It's interesting to note that Nokia is keeping its 'Here' mapping and location services which it plans to make available "across different screens and operating systems". That's one key advantage Windows Phone could have that Microsoft isn't buying.
"Handset markets are commoditising. The action is in software, apps, and soon these will be delivered online. The emergence of html5 is an early indication. Smartphones will then turn into mere windows to the cloud. There will be little that differentiates one black, rectangular touchscreen phone from another, besides perhaps screen quality and battery life. Handset manufacturers without a suitable software platform in the cloud stand to suffer and Nokia is right to divest of its phone business. Blackberry should do the same. As for Microsoft, it remains to be seen whether it can leverage its still significant strength in desktop operating systems and software and migrate its customers to the mobile cloud." said Ronald Klingebiel, assistant professor of strategy at Warwick Business School.
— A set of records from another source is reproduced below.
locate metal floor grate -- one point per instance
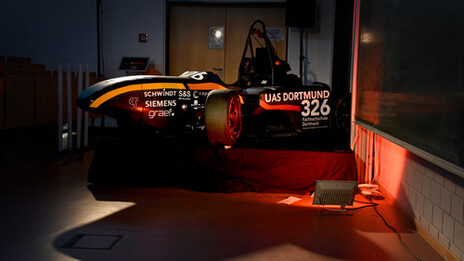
(93, 241)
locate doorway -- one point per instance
(190, 45)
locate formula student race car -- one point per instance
(264, 98)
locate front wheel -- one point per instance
(223, 117)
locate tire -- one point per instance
(223, 117)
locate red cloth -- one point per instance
(280, 170)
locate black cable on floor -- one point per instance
(374, 205)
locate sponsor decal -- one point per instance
(312, 105)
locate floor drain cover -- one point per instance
(91, 241)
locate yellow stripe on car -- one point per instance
(114, 93)
(162, 85)
(135, 87)
(205, 86)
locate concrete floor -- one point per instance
(50, 213)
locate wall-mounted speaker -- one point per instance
(300, 13)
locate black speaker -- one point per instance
(300, 13)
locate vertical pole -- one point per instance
(60, 108)
(79, 111)
(69, 101)
(86, 114)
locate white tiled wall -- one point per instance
(434, 197)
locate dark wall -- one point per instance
(411, 73)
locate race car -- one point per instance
(264, 98)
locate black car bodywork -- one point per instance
(264, 98)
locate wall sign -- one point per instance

5. Microsoft buys Nokia: Elop to replace Ballmer
Steve Ballmer has announced that he will step down as Microsoft's CEO in a year's time so could Nokia's Stephen Elop be his replacement? It seems like a likely scenario with Elop stepping down from his current position to be executive vice president of devices & services, and will join Microsoft once the acquisition is complete. "Stephen will go from external [candidate] to internal" Ballmer told The Seattle Times.
And... Microsoft buys Nokia: Will all Windows Phones be Nokias?
Nokia has always been the main player in the Windows Phone market. Other vendors making Windows Phone handsets alongside Android device, namely Samsung and HTC, have clearly lost interest. We've seen no new Windows Phone handsets from them and it seems unlikely they will continue to fight for the cause.